In Dr. Heller’s lab, I became interested in the clinical application of a property of carbon nanotubes that I wasn’t even aware existed: an intrinsic fluorescence in the near-infrared spectral region . This fluorescence does not photobleach, as most fluorescent molecules do, and the intensity and wavelength of the fluorescence is very sensitive to molecules near the nanotube’s surface. And certainly interesting from a biomedical engineering standpoint, this wavelength of light is ideal for maximally penetrating tissue, opening exciting possibilities for measurements through living tissue in humans, such as an implantable sensor [2,3].
Over the past few years, short strands of DNA  and RNA  that can be found in different biological fluids have been intensely studied as promising biomarkers, especially for diseases such as cancer. We identified microRNA (miRNA) as particularly interesting for this type of application . With this in mind, we intended to design a sensor that would reliably produce a signal upon binding a target oligonucleotide and retain versatility to be programmed to detect any sequence. With the diverse expertise of the Heller lab team, we built spectroscopic instruments and analysis schemes for rapid testing, and I was eventually able to design a sensor that would respond specifically to a target oligonucleotide sequence.

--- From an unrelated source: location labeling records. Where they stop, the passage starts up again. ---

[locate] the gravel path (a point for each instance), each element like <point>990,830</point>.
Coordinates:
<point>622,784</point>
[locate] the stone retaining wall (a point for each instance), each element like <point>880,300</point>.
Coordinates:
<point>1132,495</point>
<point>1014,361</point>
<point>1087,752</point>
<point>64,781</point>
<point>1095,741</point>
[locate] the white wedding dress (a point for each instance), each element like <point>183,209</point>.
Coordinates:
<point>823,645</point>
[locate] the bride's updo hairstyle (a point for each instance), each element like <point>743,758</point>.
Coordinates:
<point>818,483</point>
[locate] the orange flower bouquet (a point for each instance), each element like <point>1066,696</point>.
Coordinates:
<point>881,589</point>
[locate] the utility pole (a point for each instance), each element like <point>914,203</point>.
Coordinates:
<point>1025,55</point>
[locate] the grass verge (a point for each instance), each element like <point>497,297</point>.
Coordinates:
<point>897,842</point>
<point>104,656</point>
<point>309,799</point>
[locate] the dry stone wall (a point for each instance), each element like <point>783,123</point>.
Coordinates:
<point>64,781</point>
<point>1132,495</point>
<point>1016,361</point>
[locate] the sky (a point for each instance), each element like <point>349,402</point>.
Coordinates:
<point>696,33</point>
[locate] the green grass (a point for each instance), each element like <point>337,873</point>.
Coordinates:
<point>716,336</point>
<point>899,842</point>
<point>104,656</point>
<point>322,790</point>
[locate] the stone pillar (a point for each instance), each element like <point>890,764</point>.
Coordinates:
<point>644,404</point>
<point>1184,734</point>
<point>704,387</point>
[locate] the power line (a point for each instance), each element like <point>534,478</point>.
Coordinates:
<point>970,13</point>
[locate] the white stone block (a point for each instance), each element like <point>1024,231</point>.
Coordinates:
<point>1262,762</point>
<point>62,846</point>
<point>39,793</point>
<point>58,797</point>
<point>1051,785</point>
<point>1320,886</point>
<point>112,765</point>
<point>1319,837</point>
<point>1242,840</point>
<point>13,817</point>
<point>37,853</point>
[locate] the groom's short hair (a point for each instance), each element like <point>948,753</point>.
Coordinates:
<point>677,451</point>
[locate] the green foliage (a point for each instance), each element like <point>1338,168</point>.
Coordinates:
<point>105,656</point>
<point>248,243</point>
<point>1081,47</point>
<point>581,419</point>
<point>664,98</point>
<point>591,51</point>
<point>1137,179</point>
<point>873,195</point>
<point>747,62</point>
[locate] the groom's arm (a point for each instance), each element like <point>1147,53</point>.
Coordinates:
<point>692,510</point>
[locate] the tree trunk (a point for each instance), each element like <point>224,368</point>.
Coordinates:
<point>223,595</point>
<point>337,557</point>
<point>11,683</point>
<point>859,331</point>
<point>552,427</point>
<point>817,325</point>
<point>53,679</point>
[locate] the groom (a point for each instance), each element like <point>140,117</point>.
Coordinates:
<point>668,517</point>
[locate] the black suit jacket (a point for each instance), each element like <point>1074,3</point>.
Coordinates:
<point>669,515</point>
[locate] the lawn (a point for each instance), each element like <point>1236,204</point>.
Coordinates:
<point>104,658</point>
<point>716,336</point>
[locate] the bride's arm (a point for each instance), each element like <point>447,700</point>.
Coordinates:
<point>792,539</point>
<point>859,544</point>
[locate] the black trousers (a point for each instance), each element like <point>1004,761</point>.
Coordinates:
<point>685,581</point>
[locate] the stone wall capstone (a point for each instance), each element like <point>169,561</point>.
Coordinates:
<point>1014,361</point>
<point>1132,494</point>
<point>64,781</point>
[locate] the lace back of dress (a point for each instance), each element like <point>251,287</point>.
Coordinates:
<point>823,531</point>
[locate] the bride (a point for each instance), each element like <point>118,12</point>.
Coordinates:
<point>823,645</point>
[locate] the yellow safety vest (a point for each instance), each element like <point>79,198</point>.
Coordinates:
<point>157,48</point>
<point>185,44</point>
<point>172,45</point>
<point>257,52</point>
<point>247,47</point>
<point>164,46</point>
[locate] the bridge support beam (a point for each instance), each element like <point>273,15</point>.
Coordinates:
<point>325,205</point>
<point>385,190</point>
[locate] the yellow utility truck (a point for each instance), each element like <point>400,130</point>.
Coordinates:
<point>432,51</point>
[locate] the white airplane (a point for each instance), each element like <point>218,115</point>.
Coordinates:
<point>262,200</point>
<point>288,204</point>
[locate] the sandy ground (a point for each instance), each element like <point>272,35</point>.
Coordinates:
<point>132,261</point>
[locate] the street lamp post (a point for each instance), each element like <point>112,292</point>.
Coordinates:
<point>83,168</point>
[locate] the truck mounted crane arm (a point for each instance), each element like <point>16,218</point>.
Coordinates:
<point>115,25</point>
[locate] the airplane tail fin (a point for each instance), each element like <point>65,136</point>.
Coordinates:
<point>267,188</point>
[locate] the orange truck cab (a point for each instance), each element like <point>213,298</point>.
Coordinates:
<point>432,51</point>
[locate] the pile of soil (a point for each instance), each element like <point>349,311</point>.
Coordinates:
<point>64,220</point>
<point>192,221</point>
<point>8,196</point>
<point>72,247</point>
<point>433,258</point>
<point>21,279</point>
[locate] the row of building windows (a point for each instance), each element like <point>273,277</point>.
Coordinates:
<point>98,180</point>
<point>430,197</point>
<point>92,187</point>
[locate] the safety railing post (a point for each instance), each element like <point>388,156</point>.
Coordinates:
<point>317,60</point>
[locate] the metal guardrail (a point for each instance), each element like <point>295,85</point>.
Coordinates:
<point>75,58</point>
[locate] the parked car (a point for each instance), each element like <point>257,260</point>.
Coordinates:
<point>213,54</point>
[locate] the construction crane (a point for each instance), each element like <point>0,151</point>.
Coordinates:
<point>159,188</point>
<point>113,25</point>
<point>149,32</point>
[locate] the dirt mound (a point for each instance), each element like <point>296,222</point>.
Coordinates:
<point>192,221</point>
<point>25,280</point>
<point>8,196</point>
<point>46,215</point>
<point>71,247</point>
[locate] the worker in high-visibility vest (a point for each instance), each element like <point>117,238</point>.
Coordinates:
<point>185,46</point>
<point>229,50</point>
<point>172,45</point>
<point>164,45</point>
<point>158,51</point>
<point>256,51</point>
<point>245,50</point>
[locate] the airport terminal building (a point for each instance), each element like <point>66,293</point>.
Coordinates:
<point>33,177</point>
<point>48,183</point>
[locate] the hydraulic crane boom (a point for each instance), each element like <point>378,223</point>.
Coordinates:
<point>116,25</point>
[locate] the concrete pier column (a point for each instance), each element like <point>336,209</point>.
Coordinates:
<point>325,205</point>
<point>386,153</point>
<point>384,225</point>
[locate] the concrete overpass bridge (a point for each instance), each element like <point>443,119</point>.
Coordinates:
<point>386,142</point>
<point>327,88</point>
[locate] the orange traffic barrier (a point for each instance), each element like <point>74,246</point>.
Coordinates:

Upon binding a miRNA, the sensor responded specifically to the target sequence via a small blue shift in the nanotube emission band. Although we were happy with the selectivity of the sensor, we were disappointed with the relatively small optical response that the sensor produced upon binding. So we sought to better understand how changes on the nanotube surface led to the change in emission. Working with great collaborators at Lehigh University, Dr. Jeetain Mittal and his team, we found that molecular dynamics simulations could help us to understand the factors at play.

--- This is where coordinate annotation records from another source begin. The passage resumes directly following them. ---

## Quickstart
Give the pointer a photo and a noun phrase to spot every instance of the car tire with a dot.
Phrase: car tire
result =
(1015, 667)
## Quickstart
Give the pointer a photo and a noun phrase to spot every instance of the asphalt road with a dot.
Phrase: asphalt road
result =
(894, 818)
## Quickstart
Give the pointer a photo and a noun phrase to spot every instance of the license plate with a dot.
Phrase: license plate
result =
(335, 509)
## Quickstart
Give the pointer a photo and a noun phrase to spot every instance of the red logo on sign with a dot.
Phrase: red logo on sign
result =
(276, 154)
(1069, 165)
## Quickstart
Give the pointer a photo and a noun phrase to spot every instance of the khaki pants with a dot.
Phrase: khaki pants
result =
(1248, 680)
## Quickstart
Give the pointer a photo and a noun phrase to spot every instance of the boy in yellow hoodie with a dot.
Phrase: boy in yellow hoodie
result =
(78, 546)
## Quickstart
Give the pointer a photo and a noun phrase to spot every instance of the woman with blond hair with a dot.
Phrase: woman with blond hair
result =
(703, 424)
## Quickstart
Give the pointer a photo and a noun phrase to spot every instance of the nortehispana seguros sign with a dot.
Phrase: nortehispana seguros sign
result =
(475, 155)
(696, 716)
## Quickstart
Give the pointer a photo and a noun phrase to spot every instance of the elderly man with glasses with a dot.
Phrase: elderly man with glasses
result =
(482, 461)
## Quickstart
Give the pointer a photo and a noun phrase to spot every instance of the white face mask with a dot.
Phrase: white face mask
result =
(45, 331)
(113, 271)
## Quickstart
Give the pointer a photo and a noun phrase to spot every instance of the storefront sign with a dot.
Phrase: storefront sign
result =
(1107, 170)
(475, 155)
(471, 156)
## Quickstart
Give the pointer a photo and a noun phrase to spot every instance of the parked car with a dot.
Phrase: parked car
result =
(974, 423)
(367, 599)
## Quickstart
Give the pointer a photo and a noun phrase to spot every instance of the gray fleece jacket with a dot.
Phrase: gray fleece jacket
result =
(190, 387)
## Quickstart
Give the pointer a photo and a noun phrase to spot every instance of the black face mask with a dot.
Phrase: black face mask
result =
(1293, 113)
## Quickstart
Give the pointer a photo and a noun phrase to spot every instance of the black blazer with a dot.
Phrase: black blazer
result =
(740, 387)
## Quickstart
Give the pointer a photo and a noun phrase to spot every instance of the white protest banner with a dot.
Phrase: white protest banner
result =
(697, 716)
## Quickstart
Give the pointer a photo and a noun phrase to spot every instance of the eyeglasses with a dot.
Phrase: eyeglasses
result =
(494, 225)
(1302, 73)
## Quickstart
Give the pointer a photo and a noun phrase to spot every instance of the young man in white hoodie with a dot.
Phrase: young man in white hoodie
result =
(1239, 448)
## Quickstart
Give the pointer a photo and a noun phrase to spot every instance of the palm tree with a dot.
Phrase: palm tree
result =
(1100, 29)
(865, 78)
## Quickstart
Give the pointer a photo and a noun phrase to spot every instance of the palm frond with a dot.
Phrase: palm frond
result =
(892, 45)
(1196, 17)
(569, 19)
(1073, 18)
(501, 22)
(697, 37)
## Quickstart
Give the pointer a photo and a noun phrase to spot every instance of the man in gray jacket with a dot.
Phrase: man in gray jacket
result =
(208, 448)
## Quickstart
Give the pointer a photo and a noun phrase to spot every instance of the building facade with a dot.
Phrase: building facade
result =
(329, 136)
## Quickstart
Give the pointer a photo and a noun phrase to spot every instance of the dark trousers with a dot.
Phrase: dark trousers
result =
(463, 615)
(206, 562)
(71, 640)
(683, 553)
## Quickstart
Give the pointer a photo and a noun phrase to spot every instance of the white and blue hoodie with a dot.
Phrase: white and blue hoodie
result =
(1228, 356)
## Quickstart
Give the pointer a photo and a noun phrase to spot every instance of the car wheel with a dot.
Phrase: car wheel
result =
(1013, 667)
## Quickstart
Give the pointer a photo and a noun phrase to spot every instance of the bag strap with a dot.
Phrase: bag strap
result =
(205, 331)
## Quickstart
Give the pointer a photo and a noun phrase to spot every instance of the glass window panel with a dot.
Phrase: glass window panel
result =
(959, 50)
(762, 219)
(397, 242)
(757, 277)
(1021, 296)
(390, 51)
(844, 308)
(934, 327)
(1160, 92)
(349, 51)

Figure 1: (Left) Atomic force microscope image of the nanotube sensor bound to target oligonucleotide. (Right) Snapshots from our molecular dynamics simulation of the hybridized sensor complex.
We knew that the removal of water from the nanotube’s surface should result in a blue shift in the nanotube emission, but the simulations showed that hybridization would remove DNA and allow more water to access the nanotube surface (Figure 1), resulting in the opposite condition. We found, however, that hybridization also removed a large amount of anionic charge from the nanotube surface, due to the phosphate groups on the DNA backbone, which was the likely reason for the small overall blue-shifting response. But the simulations also highlighted an opportunity — the opening up of substantial free space on the nanotube’s surface upon hybridization.
Armed with the insight gained through the simulations, we hypothesized that we could improve the sensing response via addition of an amphiphilic molecule to bind to the newly freed nanotube surface and remove water, and thereby enhance the blue shift. Upon screening candidates, we found a surfactant  that could be used to achieve a large enhancement in sensor response to hybridization.
The pace of the project rapidly picked up and we moved forward in characterizing the system. We set out to assess the clinical applicability of the technology both for in vitro measurements in biofluids and as an implantable sensor that can be interrogated non-invasively. In two common biofluids, serum and urine, we were able to directly detect oligonucleotides without purification and with minimal pre-treatment. We then implanted the nanotubes, protected by a semipermeable membrane, into a mouse’s belly cavity, and then we injected target miRNA. By simply shining light at the mouse’s belly and recording the emitted light (Fig. 2, left), we found that the wavelength of the nanotubes changed in response to the RNA. We found that we could detect this molecule in live mice by using nothing more than light; it was as easy as reading a barcode.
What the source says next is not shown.